When parents consider moving to a new home, one of the most important considerations is the educational opportunities that will be available to their children. The quality of education in the Clear Lake area is the result of careful planning, commitment and high goals–quality is never an accident.
Parents and students in the Clear Lake area can choose from a wealth of specialized programs that help them to develop solid skills and cultivate their individual interests. Education is an important issue with Clear Lake Area residents – especially the STEM curriculum.
Proximity to NASA has fostered this outlook on education and residents take great pride in their schools. Classes across all grade levels are designed to stimulate talents in the arts and sciences. These include multilingual programs, vocational education, special education, enrichment programs and dual credit courses.
From pre-school to graduate school, educators are “hands-on” in the quality curriculum they provide students throughout the bay area. Innovative teaching techniques developed in Clear Lake Area schools have been heralded by educational leaders across the U.S. A national comparison of urban schools showed area students score higher on tests, drop out less and are more likely to attend college.
The State of Texas Assessments of Academic Readiness (STAAR) measures a child’s performance, as well as academic growth, college and career readiness. Results from STAAR calculate annual school and district performance ratings.
All students in grades 3-8 are tested in reading and math, with students in specific grades tested in science, social studies and writing. Grades 3-8 STAAR tests in reading and mathematics, by law, must be linked from grade to grade and to performance expectations for the English III end-ofcourse assessments.
At the high school level, the three graduation programs are the Minimum High School Program (MHSP), the Recommended High School Program (RHSP), and the Distinguished Achievement Program (DAP). End-of-course (EOC) assessments are mandated. High school students take EOC exams as they complete each subject, with the tests counting as 15 percent of the final grade in the courses.
Texas charter schools operate under and receive academic accountability ratings from the Texas Education Agency and adhere to the same STAAR test requirements as public school districts. Open-enrollment charter schools have the flexibility to adapt to the educational needs of individual students for a personalized learning environment where students can achieve more. Select charter schools even provide curriculum that specializes in a certain field such as the arts, mathematics or science. Some charter schools offer students in grades 9-12 the opportunity to take both high school and college courses at no cost.
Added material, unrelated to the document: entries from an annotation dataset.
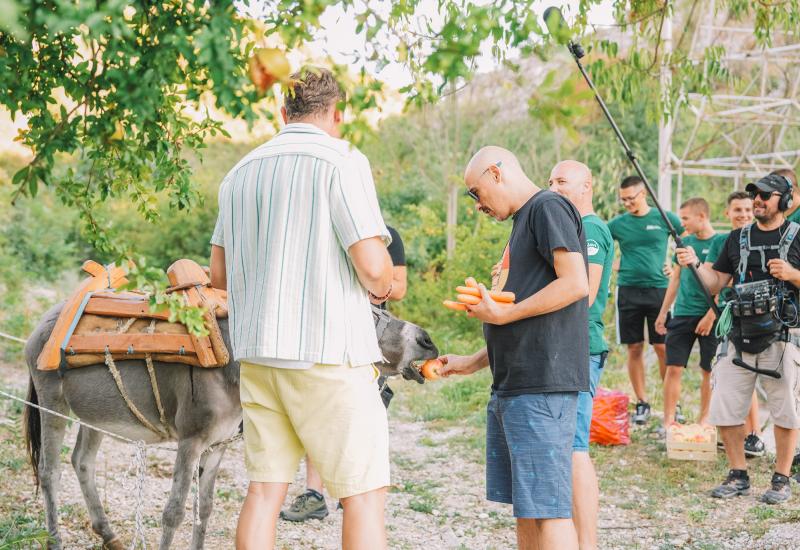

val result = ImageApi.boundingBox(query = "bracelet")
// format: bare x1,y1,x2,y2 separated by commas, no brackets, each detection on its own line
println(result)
367,283,392,302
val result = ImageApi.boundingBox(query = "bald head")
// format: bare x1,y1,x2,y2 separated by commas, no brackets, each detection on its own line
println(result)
464,145,522,185
464,145,539,220
550,160,593,215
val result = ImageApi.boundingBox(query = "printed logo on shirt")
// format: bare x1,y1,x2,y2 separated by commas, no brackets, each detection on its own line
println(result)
492,244,511,290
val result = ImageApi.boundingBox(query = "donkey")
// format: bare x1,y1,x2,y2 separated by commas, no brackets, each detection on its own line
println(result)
25,305,438,550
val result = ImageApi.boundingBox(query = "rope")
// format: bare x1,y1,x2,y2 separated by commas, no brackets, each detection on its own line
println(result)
0,332,28,344
144,319,169,432
106,354,169,438
129,441,147,550
0,390,147,550
714,302,733,338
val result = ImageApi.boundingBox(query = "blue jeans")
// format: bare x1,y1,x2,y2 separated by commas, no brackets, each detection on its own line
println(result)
572,353,606,452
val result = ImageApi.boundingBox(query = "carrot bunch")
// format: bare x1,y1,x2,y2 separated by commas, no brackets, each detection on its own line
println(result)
442,277,515,311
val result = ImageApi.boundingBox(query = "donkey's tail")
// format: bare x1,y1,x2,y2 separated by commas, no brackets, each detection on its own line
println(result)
22,378,42,487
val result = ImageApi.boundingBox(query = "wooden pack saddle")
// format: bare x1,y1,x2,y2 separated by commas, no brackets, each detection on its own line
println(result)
37,259,230,370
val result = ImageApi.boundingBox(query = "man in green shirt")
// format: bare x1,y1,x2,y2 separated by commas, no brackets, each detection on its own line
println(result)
705,192,764,457
550,160,614,548
608,176,683,424
770,168,800,223
656,197,725,431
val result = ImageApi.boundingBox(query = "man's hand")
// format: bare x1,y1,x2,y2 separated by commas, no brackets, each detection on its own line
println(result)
675,246,697,267
694,311,715,336
767,258,800,281
656,313,667,336
439,354,480,378
467,283,513,325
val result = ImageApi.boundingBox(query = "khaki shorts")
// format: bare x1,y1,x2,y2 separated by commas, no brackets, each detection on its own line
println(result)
240,362,389,499
709,342,800,429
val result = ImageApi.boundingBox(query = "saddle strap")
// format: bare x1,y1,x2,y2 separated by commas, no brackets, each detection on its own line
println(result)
144,319,168,432
106,349,169,437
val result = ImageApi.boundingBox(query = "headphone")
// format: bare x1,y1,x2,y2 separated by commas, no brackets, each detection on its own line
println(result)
767,174,794,212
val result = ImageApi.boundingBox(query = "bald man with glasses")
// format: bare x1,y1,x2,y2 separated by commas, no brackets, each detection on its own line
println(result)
608,176,683,425
441,146,589,550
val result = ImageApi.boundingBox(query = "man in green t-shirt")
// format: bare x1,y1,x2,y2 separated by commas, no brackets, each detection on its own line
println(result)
550,160,614,548
656,197,725,431
771,168,800,223
608,176,683,424
705,191,766,457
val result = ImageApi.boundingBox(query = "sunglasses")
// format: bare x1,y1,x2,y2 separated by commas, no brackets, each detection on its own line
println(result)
750,191,780,202
619,189,644,204
465,160,503,202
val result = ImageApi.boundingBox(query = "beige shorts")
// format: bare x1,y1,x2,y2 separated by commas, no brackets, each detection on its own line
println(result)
240,362,389,498
709,342,800,429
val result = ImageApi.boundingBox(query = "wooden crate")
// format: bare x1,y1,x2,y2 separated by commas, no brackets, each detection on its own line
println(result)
667,429,717,461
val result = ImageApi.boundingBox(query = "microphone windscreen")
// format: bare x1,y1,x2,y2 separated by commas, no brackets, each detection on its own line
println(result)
542,6,569,44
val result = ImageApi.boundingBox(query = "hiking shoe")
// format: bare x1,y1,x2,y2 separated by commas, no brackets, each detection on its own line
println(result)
761,472,792,504
711,470,750,498
744,432,767,457
631,401,650,426
675,405,686,424
281,489,328,522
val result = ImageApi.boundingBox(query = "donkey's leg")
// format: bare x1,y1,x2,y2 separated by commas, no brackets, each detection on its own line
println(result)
72,426,124,549
159,438,201,550
39,395,69,550
192,447,225,550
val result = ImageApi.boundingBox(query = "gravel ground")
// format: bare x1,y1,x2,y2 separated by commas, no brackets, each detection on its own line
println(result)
0,365,800,550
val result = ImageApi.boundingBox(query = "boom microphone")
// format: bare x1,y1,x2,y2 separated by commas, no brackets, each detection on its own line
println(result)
544,6,720,318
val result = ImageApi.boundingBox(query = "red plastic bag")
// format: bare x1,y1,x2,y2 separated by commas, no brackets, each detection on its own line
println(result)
589,388,631,445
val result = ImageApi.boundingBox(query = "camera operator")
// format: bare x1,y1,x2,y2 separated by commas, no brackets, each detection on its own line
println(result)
676,174,800,504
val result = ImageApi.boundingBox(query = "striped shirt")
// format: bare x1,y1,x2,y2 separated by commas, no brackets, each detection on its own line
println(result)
211,123,391,368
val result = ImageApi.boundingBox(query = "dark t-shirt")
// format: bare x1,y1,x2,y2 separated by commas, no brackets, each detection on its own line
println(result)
483,191,589,396
714,221,800,290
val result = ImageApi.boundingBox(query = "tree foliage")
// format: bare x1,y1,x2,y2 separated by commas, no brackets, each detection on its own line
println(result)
0,0,800,338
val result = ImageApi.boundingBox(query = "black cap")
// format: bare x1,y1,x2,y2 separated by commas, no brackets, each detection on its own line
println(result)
744,174,792,194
STEM, (an acronym for science, technology, engineering and math education) is an interdisciplinary and applied approach that is coupled with hands-on, problem-based learning. Advocates of integrated approaches to stem education believe teaching stem in a more connected manner, especially in the context of real-world issues, can make stem subjects more relevant to students and teachers. The goal being to increase the number of students who consider a career in a STEM-related field and to improve college readiness.
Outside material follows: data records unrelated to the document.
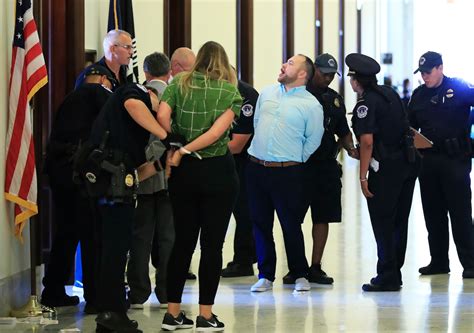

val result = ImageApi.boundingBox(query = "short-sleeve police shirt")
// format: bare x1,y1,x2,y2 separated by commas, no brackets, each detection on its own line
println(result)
231,81,258,158
91,83,152,167
408,76,474,145
352,86,407,148
306,84,350,161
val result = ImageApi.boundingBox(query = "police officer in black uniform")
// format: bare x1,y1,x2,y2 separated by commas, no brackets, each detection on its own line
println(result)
283,53,358,284
41,65,114,313
86,84,173,332
408,51,474,278
346,53,420,291
222,81,258,277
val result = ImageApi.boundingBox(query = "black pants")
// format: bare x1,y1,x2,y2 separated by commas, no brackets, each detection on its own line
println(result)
233,157,257,265
420,152,474,268
43,184,99,303
127,191,174,304
367,156,419,285
167,154,239,305
247,162,308,281
98,203,135,313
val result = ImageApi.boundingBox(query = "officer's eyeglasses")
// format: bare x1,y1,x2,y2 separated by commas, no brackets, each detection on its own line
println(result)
114,44,133,51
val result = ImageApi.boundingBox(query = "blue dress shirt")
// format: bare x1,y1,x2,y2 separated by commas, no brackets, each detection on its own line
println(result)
248,84,324,162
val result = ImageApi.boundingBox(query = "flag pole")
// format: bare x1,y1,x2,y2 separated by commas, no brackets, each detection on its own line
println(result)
10,214,43,318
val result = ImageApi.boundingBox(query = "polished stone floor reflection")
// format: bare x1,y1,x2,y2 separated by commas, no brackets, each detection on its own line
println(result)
4,156,474,333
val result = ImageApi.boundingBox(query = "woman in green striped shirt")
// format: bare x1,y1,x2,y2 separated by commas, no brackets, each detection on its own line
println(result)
158,42,242,331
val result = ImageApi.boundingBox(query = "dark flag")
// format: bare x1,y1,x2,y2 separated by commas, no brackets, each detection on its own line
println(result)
107,0,140,83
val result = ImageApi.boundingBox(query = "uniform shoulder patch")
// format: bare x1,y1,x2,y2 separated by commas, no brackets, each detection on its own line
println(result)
137,83,148,94
241,104,253,117
356,105,369,119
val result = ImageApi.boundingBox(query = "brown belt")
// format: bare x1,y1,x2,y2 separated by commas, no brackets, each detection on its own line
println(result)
249,156,301,168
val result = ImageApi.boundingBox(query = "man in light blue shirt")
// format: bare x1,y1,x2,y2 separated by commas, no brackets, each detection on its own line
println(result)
247,55,324,292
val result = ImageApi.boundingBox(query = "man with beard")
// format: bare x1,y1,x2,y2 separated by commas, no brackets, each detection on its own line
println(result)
283,53,358,284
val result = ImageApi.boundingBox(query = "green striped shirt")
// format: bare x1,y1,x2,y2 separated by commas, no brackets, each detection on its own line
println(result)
161,72,242,158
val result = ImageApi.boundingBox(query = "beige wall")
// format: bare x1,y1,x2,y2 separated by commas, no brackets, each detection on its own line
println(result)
0,1,30,281
253,0,283,91
295,0,316,60
191,0,237,66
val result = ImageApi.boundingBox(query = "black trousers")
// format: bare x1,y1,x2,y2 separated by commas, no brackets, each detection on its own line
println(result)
247,161,308,281
43,183,100,304
420,152,474,268
367,156,420,285
233,157,257,265
127,191,174,304
98,203,135,313
167,153,239,305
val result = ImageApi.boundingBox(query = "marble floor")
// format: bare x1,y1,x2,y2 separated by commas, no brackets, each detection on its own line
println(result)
0,156,474,333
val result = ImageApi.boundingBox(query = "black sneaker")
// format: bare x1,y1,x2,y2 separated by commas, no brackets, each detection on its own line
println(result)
196,314,225,332
308,265,334,284
221,262,253,277
282,272,296,284
418,263,450,275
161,311,194,331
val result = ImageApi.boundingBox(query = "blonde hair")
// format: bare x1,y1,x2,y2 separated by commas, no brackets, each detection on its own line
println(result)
179,41,237,92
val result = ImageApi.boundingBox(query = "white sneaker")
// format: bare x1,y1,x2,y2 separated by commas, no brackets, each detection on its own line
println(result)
250,279,273,292
295,278,311,291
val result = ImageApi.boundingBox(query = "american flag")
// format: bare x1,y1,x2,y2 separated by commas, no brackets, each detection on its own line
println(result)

Educators want to include art in STEM making STEAM. Proponents of STEAM see art as a way of offering more diverse learning opportunities, and better access to STEM programs for all types of learners. Engaging students’ strengths using art activities increases motivation and the probability of stem success.
According to a recent poll of U.S. CEOs, employers will need 1.6 million new STEM employees by 2019. In 2013, the average stem occupation paid about $80,000 annually; roughly 1.7 times the average yearly U.S. wage.
There are several STEM initiatives in Texas to inspire existing and new programs. The Texas science, technology, engineering and mathematics (T-STEM) initiative provides a foundational approach to empower teachers, inspire students and advance the stem education. The public-private initiative of academies, professional development centers and networks is designed to improve instruction and academic performance in science and mathematics-related subjects at secondary schools.